What Is an AI Model and What Makes a Good One?

Conversational AI_ What is an AI model and what makes a good one_1200x628px
Think of an AI model as the brain that powers your bot. The better your AI model, the better your bot can understand your customers’ queries. Here’s how to ensure that your AI model is as smart as it can be.

What is an AI model and what are they used for?

In simple terms, an artificial intelligence model or AI model is a tool used to make decisions without the need for a human being involved. 

To get slightly more technical, an AI model is a program that has been trained on a set of data to recognize certain types of patterns. AI models use various types of algorithms to learn from this data and apply that learning to a specific task or problem.

What makes a good AI model?

Essentially, a good AI model is one that performs well at its given task. 

We don’t have general AI yet — AI that is as intellectually versatile as a human and can do everything — so AI has to be programmed for a specific task. That task could be recognizing that an image is a picture of a cat (and not a dog) or making the correct strategic move in a chess game. 

Here at Ultimate we build conversational AI for customer service automation, so our AI model’s task is intent recognition. In other words, the AI must be able to analyze the text from customer support conversations and decipher what the customer wants to achieve. 

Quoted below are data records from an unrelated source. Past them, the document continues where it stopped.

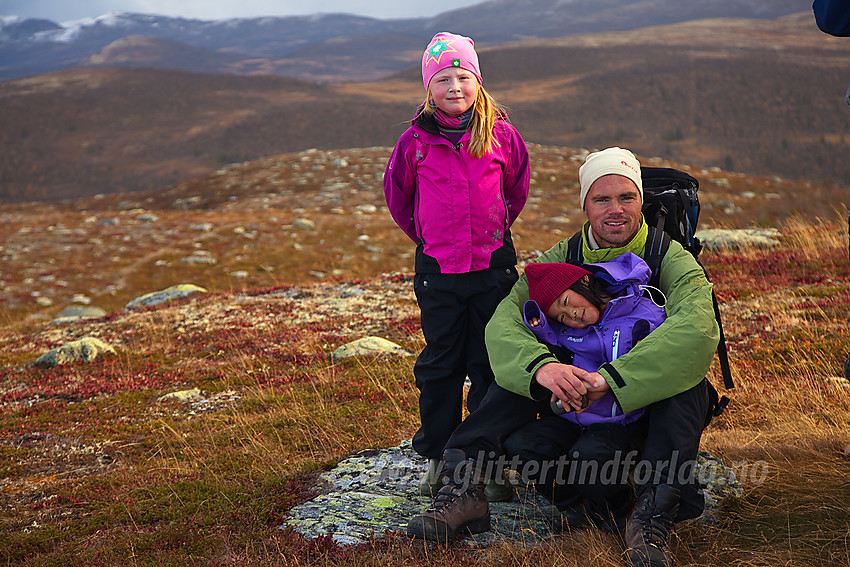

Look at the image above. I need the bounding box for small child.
[523,252,667,426]
[384,32,530,496]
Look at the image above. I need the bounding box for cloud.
[0,0,480,22]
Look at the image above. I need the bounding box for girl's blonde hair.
[421,85,508,158]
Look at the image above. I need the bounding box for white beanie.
[578,147,643,209]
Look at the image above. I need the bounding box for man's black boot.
[407,449,490,544]
[624,484,679,567]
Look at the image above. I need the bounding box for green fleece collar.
[581,214,649,264]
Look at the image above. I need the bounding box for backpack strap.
[566,229,582,265]
[643,226,670,287]
[644,229,735,410]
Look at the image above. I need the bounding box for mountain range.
[0,0,811,81]
[0,0,850,202]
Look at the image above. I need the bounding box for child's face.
[546,289,599,329]
[428,67,478,116]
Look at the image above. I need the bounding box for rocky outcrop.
[332,337,413,361]
[124,284,207,311]
[33,337,115,368]
[281,440,743,547]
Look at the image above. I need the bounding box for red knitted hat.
[525,263,590,313]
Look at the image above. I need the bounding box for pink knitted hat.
[525,263,590,313]
[422,32,483,91]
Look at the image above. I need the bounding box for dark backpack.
[567,167,735,416]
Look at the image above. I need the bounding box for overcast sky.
[0,0,483,22]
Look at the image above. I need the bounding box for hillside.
[0,0,811,81]
[0,145,850,567]
[0,15,850,206]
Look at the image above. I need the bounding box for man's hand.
[534,362,610,411]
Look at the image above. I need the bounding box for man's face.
[584,175,643,248]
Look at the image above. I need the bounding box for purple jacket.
[523,252,667,427]
[384,111,530,274]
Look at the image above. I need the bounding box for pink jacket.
[384,112,530,274]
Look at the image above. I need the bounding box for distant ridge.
[0,0,811,81]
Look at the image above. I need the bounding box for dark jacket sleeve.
[812,0,850,37]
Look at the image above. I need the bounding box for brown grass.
[0,147,850,566]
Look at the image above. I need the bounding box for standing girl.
[384,32,529,496]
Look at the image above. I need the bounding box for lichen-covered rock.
[696,228,781,250]
[33,337,115,368]
[51,305,106,325]
[124,284,207,311]
[156,388,204,403]
[281,440,742,547]
[333,337,413,361]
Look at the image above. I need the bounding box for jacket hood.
[582,252,652,292]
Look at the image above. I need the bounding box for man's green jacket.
[485,221,720,413]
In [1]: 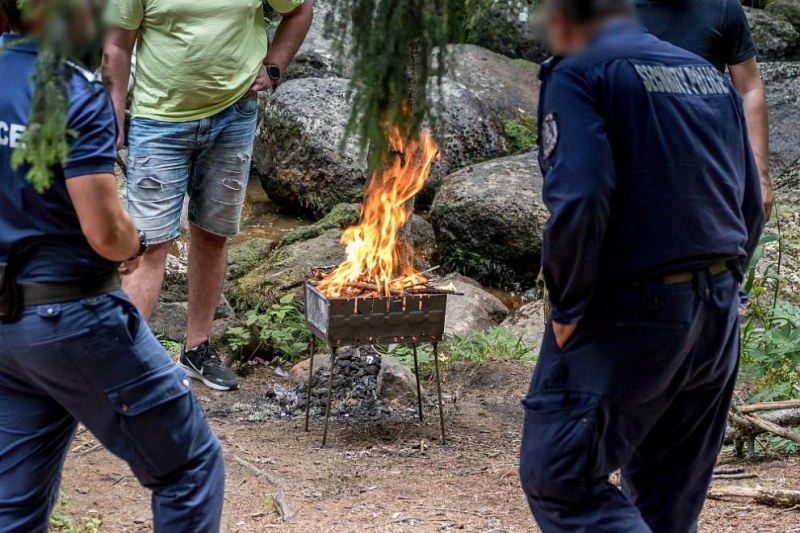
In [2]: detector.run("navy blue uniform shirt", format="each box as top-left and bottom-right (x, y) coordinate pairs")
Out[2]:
(636, 0), (758, 72)
(539, 21), (764, 324)
(0, 34), (117, 282)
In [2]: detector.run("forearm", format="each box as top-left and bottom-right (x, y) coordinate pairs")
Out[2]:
(103, 44), (131, 131)
(742, 84), (771, 188)
(264, 0), (314, 72)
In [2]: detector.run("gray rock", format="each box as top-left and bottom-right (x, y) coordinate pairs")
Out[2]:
(226, 237), (277, 281)
(501, 300), (547, 353)
(440, 276), (508, 337)
(467, 0), (550, 62)
(378, 357), (424, 405)
(417, 77), (506, 208)
(149, 302), (188, 342)
(225, 230), (344, 313)
(744, 7), (800, 61)
(431, 153), (548, 288)
(253, 78), (368, 218)
(445, 44), (539, 120)
(760, 63), (800, 181)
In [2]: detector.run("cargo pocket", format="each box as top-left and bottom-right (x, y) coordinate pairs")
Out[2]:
(520, 390), (600, 503)
(106, 363), (197, 478)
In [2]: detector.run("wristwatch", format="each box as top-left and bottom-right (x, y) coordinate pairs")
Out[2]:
(128, 230), (147, 261)
(264, 63), (281, 85)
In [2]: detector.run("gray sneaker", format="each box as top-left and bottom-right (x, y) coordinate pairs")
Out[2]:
(178, 341), (239, 390)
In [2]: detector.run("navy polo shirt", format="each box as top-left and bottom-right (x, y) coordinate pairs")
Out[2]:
(0, 34), (117, 282)
(539, 21), (764, 324)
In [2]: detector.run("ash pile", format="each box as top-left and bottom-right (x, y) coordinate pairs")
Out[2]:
(233, 346), (427, 422)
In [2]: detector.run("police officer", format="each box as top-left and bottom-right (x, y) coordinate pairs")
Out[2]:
(520, 0), (764, 533)
(0, 0), (224, 533)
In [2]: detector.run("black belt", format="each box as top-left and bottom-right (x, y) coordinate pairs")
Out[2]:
(19, 272), (120, 305)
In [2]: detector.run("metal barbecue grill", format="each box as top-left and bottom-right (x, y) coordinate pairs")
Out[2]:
(305, 283), (451, 446)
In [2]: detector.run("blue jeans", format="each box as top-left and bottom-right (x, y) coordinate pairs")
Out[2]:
(0, 291), (225, 533)
(127, 96), (258, 244)
(520, 271), (739, 533)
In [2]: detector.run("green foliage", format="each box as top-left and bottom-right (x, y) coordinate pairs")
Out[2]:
(156, 334), (183, 354)
(50, 491), (103, 533)
(11, 0), (75, 193)
(326, 0), (482, 169)
(227, 293), (311, 362)
(378, 327), (536, 376)
(502, 113), (537, 154)
(739, 234), (800, 402)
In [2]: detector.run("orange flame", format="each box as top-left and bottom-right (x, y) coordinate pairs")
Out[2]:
(318, 128), (439, 298)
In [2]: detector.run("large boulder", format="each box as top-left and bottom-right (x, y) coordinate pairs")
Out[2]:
(760, 63), (800, 181)
(226, 230), (344, 313)
(501, 300), (547, 353)
(467, 0), (549, 62)
(253, 78), (368, 218)
(439, 276), (508, 337)
(431, 153), (548, 288)
(417, 77), (506, 208)
(744, 7), (800, 61)
(445, 44), (539, 120)
(446, 44), (539, 153)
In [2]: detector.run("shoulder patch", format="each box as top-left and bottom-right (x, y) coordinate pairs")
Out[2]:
(542, 112), (558, 159)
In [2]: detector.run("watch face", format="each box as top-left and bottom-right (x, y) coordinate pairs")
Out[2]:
(267, 65), (281, 81)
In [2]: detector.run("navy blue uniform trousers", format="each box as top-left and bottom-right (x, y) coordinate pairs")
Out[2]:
(0, 291), (224, 533)
(520, 271), (739, 533)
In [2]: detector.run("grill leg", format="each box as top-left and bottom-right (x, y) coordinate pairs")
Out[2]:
(306, 334), (315, 433)
(434, 342), (447, 444)
(322, 346), (336, 447)
(411, 343), (422, 422)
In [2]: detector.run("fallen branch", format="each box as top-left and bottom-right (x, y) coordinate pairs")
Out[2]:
(708, 487), (800, 507)
(228, 453), (292, 523)
(739, 400), (800, 413)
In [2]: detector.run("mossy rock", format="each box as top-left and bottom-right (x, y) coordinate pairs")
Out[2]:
(281, 204), (361, 246)
(226, 229), (344, 314)
(226, 237), (276, 281)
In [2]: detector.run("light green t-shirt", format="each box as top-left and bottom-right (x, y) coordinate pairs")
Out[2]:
(106, 0), (303, 122)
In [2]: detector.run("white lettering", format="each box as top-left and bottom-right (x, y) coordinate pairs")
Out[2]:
(8, 124), (25, 148)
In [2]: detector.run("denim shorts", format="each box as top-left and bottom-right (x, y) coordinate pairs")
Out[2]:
(127, 96), (258, 244)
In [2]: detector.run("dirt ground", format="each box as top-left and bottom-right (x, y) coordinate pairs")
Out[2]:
(63, 362), (800, 533)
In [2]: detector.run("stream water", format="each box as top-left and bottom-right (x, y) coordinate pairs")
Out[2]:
(235, 179), (525, 309)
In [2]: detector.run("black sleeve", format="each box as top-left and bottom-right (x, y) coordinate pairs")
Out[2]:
(722, 0), (758, 65)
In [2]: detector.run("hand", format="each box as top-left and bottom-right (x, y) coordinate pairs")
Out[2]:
(761, 178), (774, 220)
(247, 65), (275, 96)
(553, 322), (578, 350)
(119, 257), (142, 276)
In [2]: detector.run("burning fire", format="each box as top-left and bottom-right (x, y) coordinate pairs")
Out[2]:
(317, 128), (439, 298)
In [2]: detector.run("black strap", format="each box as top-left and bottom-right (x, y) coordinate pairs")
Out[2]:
(19, 272), (121, 305)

So, for us, a good AI model is one that can accurately tell intents apart. It’s that simple!

Ultimate’s approach to creating especially accurate AI is unique in that we develop our own AI model architecture in-house. Instead of relying on third party APIs, our AI researchers use the latest advancements to train and optimize industry-leading models. So you know you’re getting the most accurate AI model out there. 

And with more accurate AI comes a virtual agent that performs better, reduces average handling times, increases customer satisfaction, and generally enables better customer support.

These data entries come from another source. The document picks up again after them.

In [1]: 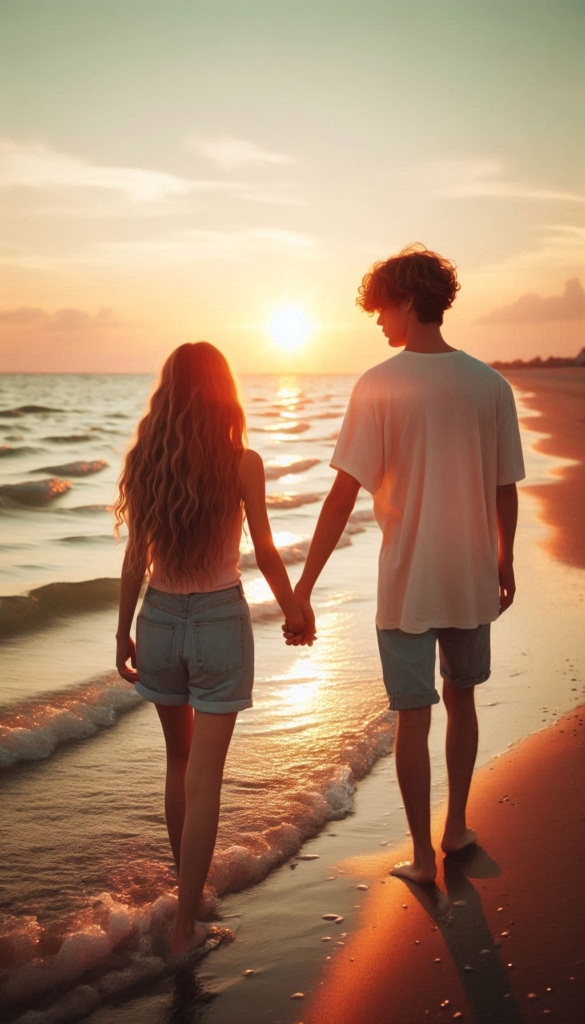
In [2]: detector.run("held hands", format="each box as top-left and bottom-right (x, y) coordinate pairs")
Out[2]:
(282, 591), (317, 647)
(116, 636), (138, 683)
(498, 562), (516, 614)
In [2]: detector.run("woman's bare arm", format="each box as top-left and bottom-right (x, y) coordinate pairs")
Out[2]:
(116, 552), (147, 683)
(240, 449), (312, 644)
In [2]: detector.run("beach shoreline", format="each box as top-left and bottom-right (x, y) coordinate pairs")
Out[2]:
(505, 367), (585, 568)
(4, 373), (585, 1024)
(303, 706), (585, 1024)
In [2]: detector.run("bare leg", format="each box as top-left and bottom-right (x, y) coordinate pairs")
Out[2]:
(171, 712), (238, 953)
(441, 679), (477, 853)
(390, 708), (436, 885)
(156, 705), (193, 874)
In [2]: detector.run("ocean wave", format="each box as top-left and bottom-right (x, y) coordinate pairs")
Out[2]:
(258, 420), (310, 434)
(0, 406), (65, 420)
(266, 490), (325, 509)
(0, 476), (71, 508)
(0, 444), (43, 458)
(57, 505), (112, 515)
(0, 712), (393, 1024)
(265, 456), (321, 480)
(57, 534), (117, 547)
(0, 569), (311, 640)
(0, 577), (120, 638)
(0, 674), (142, 768)
(43, 431), (91, 444)
(31, 462), (110, 476)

How do you create an AI model for customer service automation?

Creating an AI model from scratch is complex and often requires a ton of manual work filling out spreadsheets with every possible way someone could ask a question. Here at Ultimate, we don't want our customers to go through that, so we developed a free tool that creates an AI model in seconds.

The CS Automation Explorer analyzes your own historical support data and creates a totally customized AI model using a technique called clustering. Clustering is a machine learning task where AI groups similar things together. We use it to automatically classify thousands of lines of unstructured conversations. In seconds, it can analyze all your customer support emails, chat transcripts, and more, revealing what your customers are asking most frequently and evaluating how much of your customer support could be automated. 

AI-analyzed clusters from the CS Automation Explorer.

So how does it work? Basically, you connect your CRM, like Zendesk or Livechat, to the CS Automation Explorer and import all the customer support conversations you’ve ever had. The clustering technology analyzes all this data and groups similar questions (or intents) together. It then produces a report with all the most common questions your customers ask, so you have a data-driven roadmap of what to automate first. These frequently asked questions will become the basic intent structure for your AI model. 

As time goes on, the AI will constantly source expressions, find new intents, and continuously learn from the data it’s given, so it will perform better as time goes on.

How does the AI model learn?

At Ultimate, we build our AI using neural networks that mimic the way the human brain learns. Neural networks are ideal for training your AI model to understand natural human language because they learn from examples. This makes it easy and intuitive for non-technical people to train the AI. To train your AI model, you simply have to provide it with expressions that match an intent.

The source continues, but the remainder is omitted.